A man’s voice said, “Enough.”
Chapter fifty-five
It was the only word he would hear Richard Pernath speak. Pernath was wearing pressed jeans and a charcoal polo shirt. He was barefoot and holding a pump-action shotgun, which he kept fixed on Jacob while Claire Mason crawled away, coughing and gagging. Jacob slid himself back toward the wall, pressing up against the plaster, gripping his wounded arm. The barrel of the gun moved with him. His sinuses were choked with blood. He spat. Pernath’s face twitched with revulsion but he didn’t blink.
Claire Mason stood to retie her bathrobe. She wiped saliva on her sleeve and said, “I’m sorry,” a remark that prompted Pernath to shoot the same disgusted face at her. The shotgun never wavered.
“I was getting him out,” she said.
Pernath did not answer her, and she told Jacob to stand up and turn out his pockets. He set his badge and phone on the floor. He took the spare ammo from his back pocket and placed it beside them. She asked where his gun was.
“My car.”
She patted him down nonetheless. He stood with his arms raised and his legs spread while she ran trembling hands along his inseams. The gash in his forearm was deep and ragged and perilously proximate to major blood vessels. It did not clot but oozed steadily, running down his biceps and dripping onto his shoulder and ear. Looking at it made him light-headed. His feet felt miles away.

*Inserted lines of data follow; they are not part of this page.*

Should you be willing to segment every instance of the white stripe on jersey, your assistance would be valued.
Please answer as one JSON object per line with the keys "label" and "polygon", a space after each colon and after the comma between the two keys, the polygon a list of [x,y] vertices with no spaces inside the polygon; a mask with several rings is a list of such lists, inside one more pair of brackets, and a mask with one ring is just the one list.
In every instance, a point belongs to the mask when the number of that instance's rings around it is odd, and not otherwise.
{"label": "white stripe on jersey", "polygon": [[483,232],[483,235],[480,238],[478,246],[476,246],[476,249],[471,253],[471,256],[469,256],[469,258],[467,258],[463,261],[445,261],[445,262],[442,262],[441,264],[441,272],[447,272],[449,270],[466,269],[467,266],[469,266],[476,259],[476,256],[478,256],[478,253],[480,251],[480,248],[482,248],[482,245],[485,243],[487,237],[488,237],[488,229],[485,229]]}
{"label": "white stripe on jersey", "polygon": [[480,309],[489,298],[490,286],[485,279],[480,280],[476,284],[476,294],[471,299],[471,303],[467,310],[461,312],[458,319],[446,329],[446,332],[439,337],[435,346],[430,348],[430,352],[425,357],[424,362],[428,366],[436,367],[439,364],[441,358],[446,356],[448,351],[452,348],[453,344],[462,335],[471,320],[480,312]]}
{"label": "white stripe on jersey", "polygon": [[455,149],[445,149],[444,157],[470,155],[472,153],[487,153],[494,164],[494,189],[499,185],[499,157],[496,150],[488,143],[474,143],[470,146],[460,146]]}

They marched him out the front door. He could see the keys dangling in the ignition of the Honda. Pernath prodded him in the spine with the shotgun and he kept going.
They followed the network of brick paths lacing the property, heading around the swimming pool, in the direction of the orchard. Claire Mason led the way, ten feet in front of Jacob. He kept his wounded left arm aloft, over his head, clasping his left biceps with his right hand, trying to slow the bleeding. Runnels of blood pooled in the hollow of his collarbone. His temple bled, too. He left a trail of spatter on the brick. It would be easy to hose down. Same for the house’s concrete floors.

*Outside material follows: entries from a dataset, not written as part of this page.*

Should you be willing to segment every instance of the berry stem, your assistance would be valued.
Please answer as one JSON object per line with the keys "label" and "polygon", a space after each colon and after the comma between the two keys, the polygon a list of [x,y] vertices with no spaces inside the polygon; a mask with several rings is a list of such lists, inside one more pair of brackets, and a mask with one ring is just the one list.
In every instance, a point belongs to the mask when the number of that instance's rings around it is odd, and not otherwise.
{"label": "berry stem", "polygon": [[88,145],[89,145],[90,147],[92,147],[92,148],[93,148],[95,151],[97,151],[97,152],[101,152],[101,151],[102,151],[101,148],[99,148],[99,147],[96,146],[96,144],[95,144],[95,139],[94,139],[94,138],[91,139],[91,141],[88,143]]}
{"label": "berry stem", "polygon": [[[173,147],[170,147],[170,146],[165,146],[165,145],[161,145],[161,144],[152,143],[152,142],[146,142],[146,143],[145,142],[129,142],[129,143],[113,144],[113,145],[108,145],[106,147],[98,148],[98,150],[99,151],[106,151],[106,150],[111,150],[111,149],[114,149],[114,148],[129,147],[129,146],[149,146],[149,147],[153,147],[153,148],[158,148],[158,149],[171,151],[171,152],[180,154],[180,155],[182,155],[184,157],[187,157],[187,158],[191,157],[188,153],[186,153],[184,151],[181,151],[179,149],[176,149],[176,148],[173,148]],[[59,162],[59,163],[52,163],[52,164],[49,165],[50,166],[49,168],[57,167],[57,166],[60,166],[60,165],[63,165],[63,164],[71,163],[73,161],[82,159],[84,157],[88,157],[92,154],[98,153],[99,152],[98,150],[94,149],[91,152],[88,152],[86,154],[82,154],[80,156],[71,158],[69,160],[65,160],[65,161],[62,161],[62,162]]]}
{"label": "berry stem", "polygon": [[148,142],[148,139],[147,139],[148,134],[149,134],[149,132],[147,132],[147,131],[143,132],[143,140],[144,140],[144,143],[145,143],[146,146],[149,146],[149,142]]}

Pernath brought up the rear, keeping well back of Jacob, but close enough not to miss. Some of the shot might pass through his body and hit Claire Mason. Pernath wouldn’t care; he probably intended to kill her at some point. Jacob would simply be shortening the timeline.

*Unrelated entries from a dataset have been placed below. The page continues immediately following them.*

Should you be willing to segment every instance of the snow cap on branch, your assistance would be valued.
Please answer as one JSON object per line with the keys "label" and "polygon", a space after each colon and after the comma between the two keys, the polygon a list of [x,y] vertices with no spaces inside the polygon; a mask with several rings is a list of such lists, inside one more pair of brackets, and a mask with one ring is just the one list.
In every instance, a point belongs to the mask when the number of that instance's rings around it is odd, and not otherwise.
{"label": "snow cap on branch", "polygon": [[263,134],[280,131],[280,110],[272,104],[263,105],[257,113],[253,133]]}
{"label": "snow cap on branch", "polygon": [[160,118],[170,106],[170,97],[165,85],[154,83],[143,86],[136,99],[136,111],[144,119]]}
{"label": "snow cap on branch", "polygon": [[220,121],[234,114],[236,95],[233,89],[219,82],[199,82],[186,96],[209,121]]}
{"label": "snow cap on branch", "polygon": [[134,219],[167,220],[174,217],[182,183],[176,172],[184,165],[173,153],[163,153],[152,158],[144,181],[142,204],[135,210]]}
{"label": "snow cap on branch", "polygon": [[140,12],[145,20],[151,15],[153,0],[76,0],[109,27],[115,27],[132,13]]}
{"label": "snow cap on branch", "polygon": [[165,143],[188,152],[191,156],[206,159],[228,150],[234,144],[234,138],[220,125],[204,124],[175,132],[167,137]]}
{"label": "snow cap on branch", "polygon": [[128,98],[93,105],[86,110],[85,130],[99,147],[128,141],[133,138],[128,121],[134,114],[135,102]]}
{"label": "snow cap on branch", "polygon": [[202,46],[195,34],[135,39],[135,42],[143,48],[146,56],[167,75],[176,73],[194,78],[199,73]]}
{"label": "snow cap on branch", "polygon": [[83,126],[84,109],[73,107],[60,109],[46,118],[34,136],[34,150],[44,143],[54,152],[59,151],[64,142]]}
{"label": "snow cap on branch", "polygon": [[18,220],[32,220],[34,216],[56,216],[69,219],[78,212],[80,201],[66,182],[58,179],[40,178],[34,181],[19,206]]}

He could appeal to her sense of self-preservation — tell her what became of all of Pernath’s accomplices. Jacob doubted she’d believe him. Whatever depraved magic the architect had worked on Reggie Heap and Terrence Florack, he’d done the same to her. Jacob read it in the way she kept glancing back at Pernath, her face green and rippling in the light of the pool, her expression drawn and fearful. She was appealing to him. For approval. For forgiveness. And without looking back, Jacob could tell Pernath wasn’t giving it to her.
Even if Jacob somehow got through to her, she couldn’t help him: she was unarmed.
They started around the orchard. It was larger than it appeared from the front, perfectly choreographed rows of lemons and figs and plums stirring heavily in the breeze. Their perfume made Jacob teeter. He considered lunging for the gun anyway; better than dying helpless.
Wanting to know how far behind Pernath was, he said, “I spoke to Reggie’s father.”